About 85% of the weapons caught were loaded. They were found on passengers or in carry-on bags across 248 U.S. airports, largely in Atlanta and Dallas-Fort Worth.

It’s worth remembering that for all the publicity given the TSA’s “Air Marshal” program, it’s been airline passengers—not Federal lawmen—who have repeatedly been the ones to subdue unruly fliers.

Prior to 9/11, commercial airline pilots and passengers were warned: If someone tries to highjack the plane, just stay calm and do what he says.

So many airplanes were directed by highjackers to land in Fidel Castro’s Cuba that these incidents became joke fodder for stand-up comedians.

And, up to 9/11, the advice to cooperate fully with highjackers and land the planes where they wanted worked.  No planes and no lives were lost.

But during 9/11, passengers and crew—with one exception—cooperated fully with the highjackers’ demands.

And all of them died horrifically when three of those jetliners were deliberately crashed into the Twin Towers of the World Trade Center and the Pentagon.

World Trade Center – September 11, 2001

Only on United Flight 93 did the passengers and crew fight back.

In doing so, they accomplished what soldiers, military pilots, the CIA and the FBI could not: They thwarted the terrorists, sacrificing their own lives and preventing the fourth plane from destroying the White House or the Capitol Building.

Memorial to the passengers and crew of United Flight 93

As a result, passengers are now ordered to act as their own air marshals when danger threatens.
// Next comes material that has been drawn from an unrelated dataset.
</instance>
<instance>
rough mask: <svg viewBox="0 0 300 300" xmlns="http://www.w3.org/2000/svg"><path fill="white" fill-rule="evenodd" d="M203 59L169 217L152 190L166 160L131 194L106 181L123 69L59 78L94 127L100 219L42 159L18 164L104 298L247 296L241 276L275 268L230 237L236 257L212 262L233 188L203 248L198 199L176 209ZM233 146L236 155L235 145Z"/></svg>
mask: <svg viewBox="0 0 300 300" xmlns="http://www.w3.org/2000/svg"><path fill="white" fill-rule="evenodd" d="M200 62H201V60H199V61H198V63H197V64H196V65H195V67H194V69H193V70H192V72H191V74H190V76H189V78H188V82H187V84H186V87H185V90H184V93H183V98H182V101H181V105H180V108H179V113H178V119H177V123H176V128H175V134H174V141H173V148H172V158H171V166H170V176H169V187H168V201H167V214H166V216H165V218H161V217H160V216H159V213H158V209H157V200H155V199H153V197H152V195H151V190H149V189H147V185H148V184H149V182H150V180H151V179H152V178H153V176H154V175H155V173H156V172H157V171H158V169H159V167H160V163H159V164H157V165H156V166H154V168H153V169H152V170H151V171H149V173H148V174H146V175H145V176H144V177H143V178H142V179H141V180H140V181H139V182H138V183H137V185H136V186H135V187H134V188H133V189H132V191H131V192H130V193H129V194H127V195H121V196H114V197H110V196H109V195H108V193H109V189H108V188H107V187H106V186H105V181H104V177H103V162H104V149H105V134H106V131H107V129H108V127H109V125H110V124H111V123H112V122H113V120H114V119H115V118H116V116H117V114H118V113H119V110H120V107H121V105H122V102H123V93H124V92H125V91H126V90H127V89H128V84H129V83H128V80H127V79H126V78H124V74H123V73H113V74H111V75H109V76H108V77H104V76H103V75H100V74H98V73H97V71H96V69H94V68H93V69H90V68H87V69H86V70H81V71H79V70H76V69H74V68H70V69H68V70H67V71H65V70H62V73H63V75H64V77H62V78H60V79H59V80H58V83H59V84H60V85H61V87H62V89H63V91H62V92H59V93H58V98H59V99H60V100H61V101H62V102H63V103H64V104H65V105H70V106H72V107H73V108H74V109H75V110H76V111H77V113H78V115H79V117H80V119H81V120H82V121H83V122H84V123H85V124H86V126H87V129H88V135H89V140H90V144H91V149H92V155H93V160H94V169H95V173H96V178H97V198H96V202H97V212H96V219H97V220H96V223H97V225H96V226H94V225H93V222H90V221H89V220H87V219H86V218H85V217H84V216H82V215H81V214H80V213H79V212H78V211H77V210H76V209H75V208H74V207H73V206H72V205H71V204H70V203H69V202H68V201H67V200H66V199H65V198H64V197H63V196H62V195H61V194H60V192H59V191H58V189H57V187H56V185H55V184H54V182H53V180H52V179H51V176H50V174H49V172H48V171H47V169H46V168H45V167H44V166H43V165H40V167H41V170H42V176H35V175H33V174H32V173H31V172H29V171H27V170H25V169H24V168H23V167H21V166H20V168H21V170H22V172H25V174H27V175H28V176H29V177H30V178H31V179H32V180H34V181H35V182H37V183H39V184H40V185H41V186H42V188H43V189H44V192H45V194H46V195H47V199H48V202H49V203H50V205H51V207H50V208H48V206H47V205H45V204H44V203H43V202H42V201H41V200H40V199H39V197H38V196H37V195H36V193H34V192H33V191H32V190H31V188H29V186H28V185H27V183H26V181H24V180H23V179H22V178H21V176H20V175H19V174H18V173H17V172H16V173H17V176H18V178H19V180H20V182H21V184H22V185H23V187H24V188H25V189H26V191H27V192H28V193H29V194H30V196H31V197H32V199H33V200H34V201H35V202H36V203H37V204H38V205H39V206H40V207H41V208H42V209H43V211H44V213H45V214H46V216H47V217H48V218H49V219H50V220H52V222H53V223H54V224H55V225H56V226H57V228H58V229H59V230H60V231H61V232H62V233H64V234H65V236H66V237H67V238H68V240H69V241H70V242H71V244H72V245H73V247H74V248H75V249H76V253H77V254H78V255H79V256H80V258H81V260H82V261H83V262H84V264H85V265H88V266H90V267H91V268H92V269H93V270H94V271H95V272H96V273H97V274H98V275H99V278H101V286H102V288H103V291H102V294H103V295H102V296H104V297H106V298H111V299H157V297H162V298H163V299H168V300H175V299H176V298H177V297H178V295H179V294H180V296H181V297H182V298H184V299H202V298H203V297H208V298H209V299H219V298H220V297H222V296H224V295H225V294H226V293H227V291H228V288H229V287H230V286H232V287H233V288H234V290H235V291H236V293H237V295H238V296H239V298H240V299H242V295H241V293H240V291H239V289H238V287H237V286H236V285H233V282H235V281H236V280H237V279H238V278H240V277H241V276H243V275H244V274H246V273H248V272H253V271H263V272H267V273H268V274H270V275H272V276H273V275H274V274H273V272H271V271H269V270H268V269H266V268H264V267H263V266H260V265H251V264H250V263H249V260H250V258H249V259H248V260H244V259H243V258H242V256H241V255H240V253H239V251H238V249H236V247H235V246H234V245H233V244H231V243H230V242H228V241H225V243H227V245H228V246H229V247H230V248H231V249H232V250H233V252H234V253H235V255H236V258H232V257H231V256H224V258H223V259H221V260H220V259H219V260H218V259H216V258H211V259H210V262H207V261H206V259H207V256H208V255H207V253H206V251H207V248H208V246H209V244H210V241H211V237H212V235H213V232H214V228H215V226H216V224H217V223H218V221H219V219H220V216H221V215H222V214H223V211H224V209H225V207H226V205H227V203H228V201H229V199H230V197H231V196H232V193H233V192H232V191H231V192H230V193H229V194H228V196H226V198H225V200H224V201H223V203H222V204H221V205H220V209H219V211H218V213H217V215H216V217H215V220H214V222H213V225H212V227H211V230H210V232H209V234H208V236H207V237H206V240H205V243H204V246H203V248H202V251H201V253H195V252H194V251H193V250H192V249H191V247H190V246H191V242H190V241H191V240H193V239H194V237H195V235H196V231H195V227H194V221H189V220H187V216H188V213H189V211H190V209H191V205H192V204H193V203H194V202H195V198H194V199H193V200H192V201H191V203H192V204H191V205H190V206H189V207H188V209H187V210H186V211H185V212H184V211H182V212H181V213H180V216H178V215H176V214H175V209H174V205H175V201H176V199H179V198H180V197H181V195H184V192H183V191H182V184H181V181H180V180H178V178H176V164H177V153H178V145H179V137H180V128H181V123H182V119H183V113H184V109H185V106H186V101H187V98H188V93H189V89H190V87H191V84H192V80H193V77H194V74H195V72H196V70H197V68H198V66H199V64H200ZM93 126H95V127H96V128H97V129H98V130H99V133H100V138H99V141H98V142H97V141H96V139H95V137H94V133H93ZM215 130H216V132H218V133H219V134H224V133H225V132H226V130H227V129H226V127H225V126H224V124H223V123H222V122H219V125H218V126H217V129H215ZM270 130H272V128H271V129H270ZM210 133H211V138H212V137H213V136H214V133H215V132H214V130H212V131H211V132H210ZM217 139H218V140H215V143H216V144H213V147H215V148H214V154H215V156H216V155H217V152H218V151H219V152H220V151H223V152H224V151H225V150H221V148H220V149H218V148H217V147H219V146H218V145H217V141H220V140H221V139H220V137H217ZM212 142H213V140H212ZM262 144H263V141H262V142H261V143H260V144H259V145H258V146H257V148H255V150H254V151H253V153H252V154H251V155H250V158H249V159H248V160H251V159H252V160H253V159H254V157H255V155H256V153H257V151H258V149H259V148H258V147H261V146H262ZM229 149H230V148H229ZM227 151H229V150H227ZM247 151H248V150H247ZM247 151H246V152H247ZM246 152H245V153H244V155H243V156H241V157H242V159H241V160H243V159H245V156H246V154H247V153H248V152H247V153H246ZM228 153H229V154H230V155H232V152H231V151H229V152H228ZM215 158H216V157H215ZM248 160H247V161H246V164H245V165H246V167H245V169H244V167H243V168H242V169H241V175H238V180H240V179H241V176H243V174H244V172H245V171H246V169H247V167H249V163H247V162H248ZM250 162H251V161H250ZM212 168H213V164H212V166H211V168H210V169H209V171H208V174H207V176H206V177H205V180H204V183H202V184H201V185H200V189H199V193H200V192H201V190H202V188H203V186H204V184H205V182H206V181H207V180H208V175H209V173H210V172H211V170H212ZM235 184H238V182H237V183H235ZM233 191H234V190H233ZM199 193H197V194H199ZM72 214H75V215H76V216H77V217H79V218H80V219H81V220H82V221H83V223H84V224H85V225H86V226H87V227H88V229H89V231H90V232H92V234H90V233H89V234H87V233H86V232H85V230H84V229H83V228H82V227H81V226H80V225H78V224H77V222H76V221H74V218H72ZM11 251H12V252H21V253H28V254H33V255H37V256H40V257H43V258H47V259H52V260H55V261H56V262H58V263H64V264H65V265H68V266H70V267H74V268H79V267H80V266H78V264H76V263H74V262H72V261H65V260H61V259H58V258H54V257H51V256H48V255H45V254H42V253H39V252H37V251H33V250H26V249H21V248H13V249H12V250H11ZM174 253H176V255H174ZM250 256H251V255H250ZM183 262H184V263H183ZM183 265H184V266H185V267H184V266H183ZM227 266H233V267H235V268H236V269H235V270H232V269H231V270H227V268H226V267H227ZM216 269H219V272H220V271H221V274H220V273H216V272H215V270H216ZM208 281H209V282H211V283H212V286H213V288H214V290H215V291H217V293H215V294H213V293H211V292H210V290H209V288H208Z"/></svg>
To put an end to these outrages against public safety:

  • Violators should be taken into custody solely by the FBI.
  • Bail should be denied for all violators.
  • Every air-rage case should be prosecuted to the fullest extent of the law.
  • If this puts a strain on Federal detention centers, the accused should be shipped off to Guantanamo and other holding facilities.
  • Flight attendants and passengers should be empowered to use deadly force against anyone who poses a danger to the flight. Anyone found to have legally killed an air-rage perpetrator should be granted immunity from prosecution.
  • Anyone found illegally bringing a firearm aboard a flight should be arrested, jailed without bond, and tried under the USA Patriot Act, which counters terrorism. If convicted, s/he should spend at least 10 years in prison.